您的当前位置:首页正文

数据挖掘-基于贝叶斯算法及KNN算法

2022-06-15 来源:知库网


数据挖掘-基于贝叶斯算法及KNN算法

数据挖掘-基于贝叶斯算法及KNN算法的newsgroup18828文档分类器的JAVA实现(上) 本分类器的完整工程可以到点击打开链接下载,详细说明的运行方法,用eclipse可以运行,学习数据挖掘的朋友可以跑一下,有问题可以联系我,欢迎交流:)

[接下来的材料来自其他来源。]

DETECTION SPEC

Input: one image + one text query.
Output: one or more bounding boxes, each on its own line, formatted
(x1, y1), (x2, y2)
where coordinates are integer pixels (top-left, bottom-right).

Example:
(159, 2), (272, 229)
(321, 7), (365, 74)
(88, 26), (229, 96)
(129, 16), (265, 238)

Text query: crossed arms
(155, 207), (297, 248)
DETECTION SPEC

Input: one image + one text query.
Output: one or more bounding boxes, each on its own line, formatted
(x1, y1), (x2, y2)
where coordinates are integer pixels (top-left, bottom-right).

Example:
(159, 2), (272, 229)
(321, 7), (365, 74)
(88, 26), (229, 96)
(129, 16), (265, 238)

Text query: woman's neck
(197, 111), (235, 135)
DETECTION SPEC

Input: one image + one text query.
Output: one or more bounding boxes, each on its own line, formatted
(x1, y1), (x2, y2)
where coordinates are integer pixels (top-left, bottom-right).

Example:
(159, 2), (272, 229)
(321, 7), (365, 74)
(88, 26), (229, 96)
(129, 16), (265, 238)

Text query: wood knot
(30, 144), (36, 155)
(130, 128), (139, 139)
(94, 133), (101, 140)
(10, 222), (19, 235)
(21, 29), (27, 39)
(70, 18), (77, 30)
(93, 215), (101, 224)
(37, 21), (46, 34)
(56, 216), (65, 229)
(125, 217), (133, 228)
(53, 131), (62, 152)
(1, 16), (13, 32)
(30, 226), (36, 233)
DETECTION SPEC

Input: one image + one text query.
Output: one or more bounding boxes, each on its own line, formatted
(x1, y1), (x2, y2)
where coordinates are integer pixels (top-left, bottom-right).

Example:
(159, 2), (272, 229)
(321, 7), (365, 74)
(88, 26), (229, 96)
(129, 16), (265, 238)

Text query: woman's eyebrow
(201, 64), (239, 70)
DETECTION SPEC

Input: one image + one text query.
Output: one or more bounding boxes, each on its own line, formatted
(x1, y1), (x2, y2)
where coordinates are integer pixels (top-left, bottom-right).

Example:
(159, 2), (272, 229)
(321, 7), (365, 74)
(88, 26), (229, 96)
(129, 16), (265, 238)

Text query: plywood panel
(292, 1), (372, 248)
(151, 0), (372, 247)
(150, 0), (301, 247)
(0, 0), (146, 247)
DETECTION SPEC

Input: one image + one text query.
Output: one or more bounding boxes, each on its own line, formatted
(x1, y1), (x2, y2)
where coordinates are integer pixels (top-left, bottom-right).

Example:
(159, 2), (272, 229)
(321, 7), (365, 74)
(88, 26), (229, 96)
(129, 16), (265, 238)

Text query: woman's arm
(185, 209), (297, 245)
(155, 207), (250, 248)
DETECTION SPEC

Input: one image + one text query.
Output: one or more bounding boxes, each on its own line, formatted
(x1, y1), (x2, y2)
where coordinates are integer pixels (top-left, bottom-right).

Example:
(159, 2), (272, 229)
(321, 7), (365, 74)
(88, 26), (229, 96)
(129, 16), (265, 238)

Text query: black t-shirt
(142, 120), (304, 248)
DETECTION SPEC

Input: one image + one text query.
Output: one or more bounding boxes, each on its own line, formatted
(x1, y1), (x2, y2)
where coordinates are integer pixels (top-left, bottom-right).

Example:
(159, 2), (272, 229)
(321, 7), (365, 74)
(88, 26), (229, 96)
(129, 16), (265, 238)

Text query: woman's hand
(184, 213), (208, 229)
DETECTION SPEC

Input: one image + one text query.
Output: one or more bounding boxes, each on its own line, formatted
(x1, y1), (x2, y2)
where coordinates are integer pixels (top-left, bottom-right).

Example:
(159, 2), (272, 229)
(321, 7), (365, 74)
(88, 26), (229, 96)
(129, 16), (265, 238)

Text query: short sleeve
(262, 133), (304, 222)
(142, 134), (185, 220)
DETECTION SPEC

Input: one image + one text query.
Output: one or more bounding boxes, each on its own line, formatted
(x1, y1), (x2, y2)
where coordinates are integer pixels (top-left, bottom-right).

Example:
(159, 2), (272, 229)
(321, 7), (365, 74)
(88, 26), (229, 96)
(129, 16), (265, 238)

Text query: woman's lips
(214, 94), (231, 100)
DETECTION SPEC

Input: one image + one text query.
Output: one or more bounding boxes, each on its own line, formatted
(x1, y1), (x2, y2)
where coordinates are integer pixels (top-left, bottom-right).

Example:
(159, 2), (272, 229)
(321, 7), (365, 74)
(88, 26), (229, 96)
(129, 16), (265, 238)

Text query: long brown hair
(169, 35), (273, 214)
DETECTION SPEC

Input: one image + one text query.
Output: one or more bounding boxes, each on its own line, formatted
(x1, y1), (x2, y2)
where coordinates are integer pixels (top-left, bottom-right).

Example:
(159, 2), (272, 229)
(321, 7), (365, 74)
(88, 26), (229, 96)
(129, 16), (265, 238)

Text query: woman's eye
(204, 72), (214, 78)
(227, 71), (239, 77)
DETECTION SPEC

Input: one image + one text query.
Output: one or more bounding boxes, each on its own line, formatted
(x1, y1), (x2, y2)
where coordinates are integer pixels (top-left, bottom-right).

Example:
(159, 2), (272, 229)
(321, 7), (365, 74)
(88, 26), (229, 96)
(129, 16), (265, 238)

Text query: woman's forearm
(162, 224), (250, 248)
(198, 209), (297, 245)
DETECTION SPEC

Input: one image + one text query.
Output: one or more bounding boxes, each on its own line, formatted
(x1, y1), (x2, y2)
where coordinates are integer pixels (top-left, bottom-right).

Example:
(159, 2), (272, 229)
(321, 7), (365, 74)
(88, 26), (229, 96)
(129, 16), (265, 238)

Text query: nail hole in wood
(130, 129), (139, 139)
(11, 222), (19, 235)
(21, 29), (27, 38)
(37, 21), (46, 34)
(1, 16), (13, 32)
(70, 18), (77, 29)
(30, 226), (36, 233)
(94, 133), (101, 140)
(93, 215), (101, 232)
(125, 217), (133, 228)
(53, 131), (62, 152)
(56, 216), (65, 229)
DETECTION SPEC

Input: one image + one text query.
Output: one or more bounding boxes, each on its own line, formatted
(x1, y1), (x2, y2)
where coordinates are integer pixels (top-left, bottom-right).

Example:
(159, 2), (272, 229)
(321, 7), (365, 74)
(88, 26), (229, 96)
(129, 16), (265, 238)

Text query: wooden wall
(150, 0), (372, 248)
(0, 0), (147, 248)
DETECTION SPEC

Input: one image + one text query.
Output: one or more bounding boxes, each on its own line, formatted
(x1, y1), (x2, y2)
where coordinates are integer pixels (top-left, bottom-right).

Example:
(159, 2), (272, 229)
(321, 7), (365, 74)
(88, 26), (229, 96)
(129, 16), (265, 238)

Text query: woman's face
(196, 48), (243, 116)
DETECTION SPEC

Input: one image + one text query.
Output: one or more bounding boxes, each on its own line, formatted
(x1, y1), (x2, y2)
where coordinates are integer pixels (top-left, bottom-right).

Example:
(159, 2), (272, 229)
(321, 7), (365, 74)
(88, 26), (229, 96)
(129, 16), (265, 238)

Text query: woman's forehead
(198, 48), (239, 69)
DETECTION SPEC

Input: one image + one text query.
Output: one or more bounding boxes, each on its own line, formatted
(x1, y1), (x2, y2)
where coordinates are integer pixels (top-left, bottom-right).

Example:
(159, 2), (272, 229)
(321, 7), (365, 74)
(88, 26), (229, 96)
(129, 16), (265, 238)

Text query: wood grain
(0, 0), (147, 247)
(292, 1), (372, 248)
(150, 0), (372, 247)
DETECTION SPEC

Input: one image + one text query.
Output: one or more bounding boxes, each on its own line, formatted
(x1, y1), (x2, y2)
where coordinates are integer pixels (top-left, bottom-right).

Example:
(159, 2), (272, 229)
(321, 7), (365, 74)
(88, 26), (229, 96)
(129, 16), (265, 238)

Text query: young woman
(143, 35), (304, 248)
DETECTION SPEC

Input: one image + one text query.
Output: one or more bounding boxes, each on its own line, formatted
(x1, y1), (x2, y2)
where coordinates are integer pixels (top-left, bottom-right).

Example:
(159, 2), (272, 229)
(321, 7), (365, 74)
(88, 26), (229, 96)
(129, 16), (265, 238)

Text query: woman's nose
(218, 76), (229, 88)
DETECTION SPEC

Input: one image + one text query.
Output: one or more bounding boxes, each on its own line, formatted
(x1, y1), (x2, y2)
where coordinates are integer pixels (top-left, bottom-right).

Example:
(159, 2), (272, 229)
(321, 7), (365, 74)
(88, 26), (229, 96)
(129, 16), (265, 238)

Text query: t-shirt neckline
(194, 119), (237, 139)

上文中描述了newsgroup18828文档集的预处理及贝叶斯算法的JAVA实现,下面我们来看看如何实现基于KNN算法的newsgroup文本分类器

1 KNN算法的描述 KNN算法描述如下:

STEP ONE:文本向量化表示,由特征词的TF*IDF值计算

STEP TWO:在新文本到达后,根据特征词确定新文本的向量

STEP THREE:在训练文本集中选出与新文本最相似的 K 个文本,相似度用向量夹角余弦度量,计算公式为:

吸氧机,家用吸氧机价格

其中,K 值的确定目前没有很好的方法,一般采用先定一个初始值,然后根据实验测试的结果调整 K 值 本项目中K取20

STEP FOUR:在新文本的 K 个邻居中,依次计算每类的权重,每类的权重等于K个邻居中属于该类的训练样本与测试样本的相似度之和。 STEP FIVE:比较类的权重,将文本分到权重最大的那个类别中。

2 文档TF-IDF计算及向量化表示

实现KNN算法首先要实现文档的向量化表示 计算特征词的TF*IDF,每个文档的向量由包含所有特征词的TF*IDF值组成,每一维对应一个特征词

TF及IDF的计算公式如下,分别为特征词的特征项频率和逆文档频率

制氧机,鱼跃家庭制氧机

吸氧机,家用吸氧机价格

文档向量计算类 ComputeWordsVector.java如下

1. package com.pku.yangliu; 2. import java.io.BufferedReader; 3. import java.io.File; 4. import java.io.FileReader; 5. import java.io.FileWriter; 6. import java.io.IOException; 7. import java.util.SortedMap; 8. import java.util.Map; 9. import java.util.Set; 10. import java.util.TreeMap; 11. import java.util.Iterator; 12.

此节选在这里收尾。